The protein matrix GIa protein (MGP), which depends on vitamin K for synthesis, has an inhibitory role in VC as it prevents the development of calcium crystals [102, 103]. To gain its anti-calcification capacity, vitamin K must decarboxylate MGP. Vitamin K antagonists use, vitamin K insufficiency and, as a result, decreased uncarboxylated MGP level have been associated with VC [94, 104].

Schurgers et al. demonstrated in animal models that undercarboxylation of MGP—caused by 6 weeks of therapy with the vitamin K antagonist warfarin—was related to accelerated VC [105]. Compared to rats receiving vitamin K supplements, the warfarin group showed quick VC, high atherogenic status, and notably higher levels of circulating undercarboxylated MGP, whereas high doses of vitamin K led to a 37% regression of VC status. This was the first in vivo study to demonstrate that vitamin K treatment may be able to prevent and even reverse vascular calcification [106].

There are no recommendations for the use of vitamin K supplements in patients with CKD. Of note, their use has not been associated with toxicity or serious side effects in any interventional research to yet. It could be a potentially safe supplement with probable benefit for CVD management in selected patients.


Recent studies have emphasized magnesium’s possible involvement in preventing vascular calcification [107, 108]. Few human clinical investigations have demonstrated that oral magnesium given to individuals with moderate to advanced CKD, in the form of a phosphate binder or as a supplement, may reduce VC progression or lowered the tendency for calcification [108].

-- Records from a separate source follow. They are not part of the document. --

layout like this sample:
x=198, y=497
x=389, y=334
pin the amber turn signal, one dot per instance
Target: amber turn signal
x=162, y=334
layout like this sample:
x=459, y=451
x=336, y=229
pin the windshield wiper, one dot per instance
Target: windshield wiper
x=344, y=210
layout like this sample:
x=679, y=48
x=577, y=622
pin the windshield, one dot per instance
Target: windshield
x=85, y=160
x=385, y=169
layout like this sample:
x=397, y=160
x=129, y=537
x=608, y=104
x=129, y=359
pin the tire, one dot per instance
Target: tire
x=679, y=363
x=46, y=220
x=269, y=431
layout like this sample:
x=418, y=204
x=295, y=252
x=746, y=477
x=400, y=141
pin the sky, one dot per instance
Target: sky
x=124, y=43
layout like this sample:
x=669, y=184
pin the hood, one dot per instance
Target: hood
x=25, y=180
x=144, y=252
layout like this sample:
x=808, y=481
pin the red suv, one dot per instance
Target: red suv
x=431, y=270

Renal transplantation and renal replacement therapy

As renal function falls towards ESKD, important decisions regarding starting dialysis must be made. Regular or continuous dialysis treatments may be advantageous for CKD 5D patients with CHF [8, 100, 101]. Kidney transplantation may reverse uremia, which is a major trigger to development of VC in people with ESKD [81]. Preemptive kidney transplantation is the best option for patients with advanced CKD [101]. Patients with CKD who undergo kidney transplantation have some reduction in their cardiovascular risk [81].

Potential novel medications

The silent information regulator sirtuin 1 (SIRT1)

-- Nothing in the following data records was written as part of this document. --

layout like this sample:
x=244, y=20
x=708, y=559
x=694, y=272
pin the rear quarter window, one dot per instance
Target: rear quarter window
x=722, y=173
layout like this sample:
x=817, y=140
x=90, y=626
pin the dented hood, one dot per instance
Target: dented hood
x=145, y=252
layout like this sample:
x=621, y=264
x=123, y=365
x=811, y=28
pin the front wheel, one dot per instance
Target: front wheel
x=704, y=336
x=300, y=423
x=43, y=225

Through its control of fibrosis, apoptosis, and senescence, as well as oxidative stress, inflammation, VC, and aging process, SIRT1, a NAD+-dependent deacetylase, may play a protective role in CKD and its consequences on cardiovascular system. It could be a potential target for CVD management in CKD as it suppresses osteoblastic trans differentiation of VSMCs induced by hyperphosphatemia [109, 110].

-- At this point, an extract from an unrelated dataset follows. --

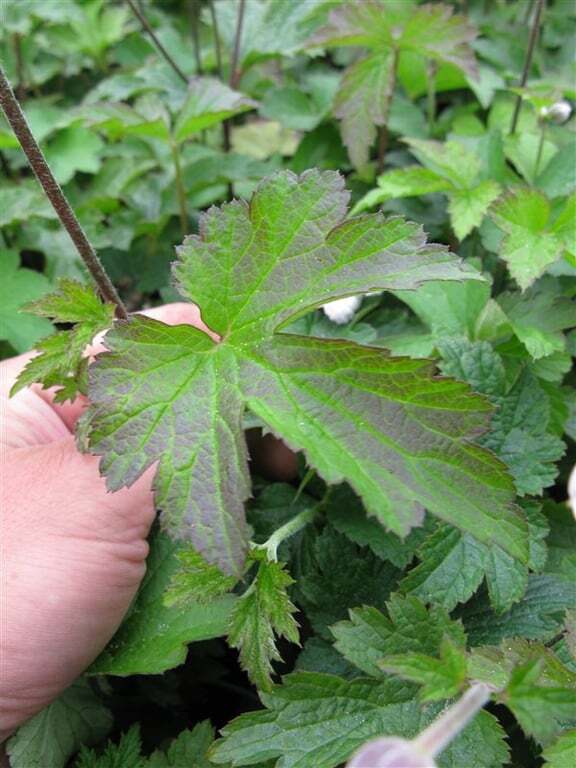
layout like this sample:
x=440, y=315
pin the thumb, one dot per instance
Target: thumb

SNF472: myo-inositol hexaphosphate

SNF472, a hexasodium salt of the active component, myo-inositol hexaphosphate (IP6) or phytate, has shown encouraging benefits in experimental trials. By adhering to hydroxyapatite crystal growth sites, SNF472 prevents the onset and development of calcification. This mechanism appears to be independent of the underlying cause of calcification and may offer a chance to block the final common pathway of VC [94].


In summary, CKD is a state of accelerated aging. Cardiovascular disease (CVD) is the leading cause of death in patients with CKD. Slowing the progression of CVD in CKD depends greatly on early detection and management of possible risk factors. CKD patients should maintain blood glucose and blood pressure control. Calcimimetics, non-calcium phosphate binders, and vitamin D have been used to control CKD mineral and bone disorders. Magnesium, vitamin K, and vitamin D could be potential therapies. New therapeutic agents and targets have been identified in recent years.

It is crucial to address the shortage of data from significant cardiovascular outcome studies in CKD with highrisk CVD. The most ideal strategy, till now, for advanced CKD may be kidney transplantation, which can improve ESKD-related cardiovascular outcomes.